Exchange-traded funds have failed to lure individual investors back to the stock market as hoped, though a year has passed since they debuted on Japan's two key exchanges, securities industry officials said Friday.

Trading in ETFs remains lackluster due largely to lower stock prices, the officials said.

An ETF represents a basket of stocks that reflects an index but is traded like a stock. Unlike a mutual fund, whose net asset value is calculated at the end of each trading day, an ETF's price fluctuates throughout the day via buying and selling.

The Tokyo Stock Exchange and the Osaka Securities Exchange listed a total of five ETFs on July 13, 2001. The number has since increased to 18.

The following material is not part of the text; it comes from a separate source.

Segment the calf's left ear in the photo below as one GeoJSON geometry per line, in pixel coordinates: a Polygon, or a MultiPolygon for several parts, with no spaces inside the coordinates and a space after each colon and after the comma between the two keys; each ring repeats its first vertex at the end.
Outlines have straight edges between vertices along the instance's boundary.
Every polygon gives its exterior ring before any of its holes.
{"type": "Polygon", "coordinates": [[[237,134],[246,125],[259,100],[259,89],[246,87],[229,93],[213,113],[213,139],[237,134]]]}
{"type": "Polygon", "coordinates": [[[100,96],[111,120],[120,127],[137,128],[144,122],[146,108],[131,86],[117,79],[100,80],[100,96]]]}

Trading of ETFs peaked at 295 billion yen in August but has since been on the decline due to a nearly 20 percent fall in stock prices in the past year, as measured by the 225-issue Nikkei average.

As ETFs diversify risks, they are considered well-suited to luring individual investors. The TSE has therefore held more than 30 seminars to explain ETFs to individual investors.

But individuals still account for only 20 percent of ETF trading. Such trading is dominated by securities companies buying and selling the funds for their own accounts.

Banks were granted permission to sell ETFs over the counter in April, but few are eager to do so as the market for ETFs is not big enough to cover the costs, including purchasing new computer systems and educating personnel.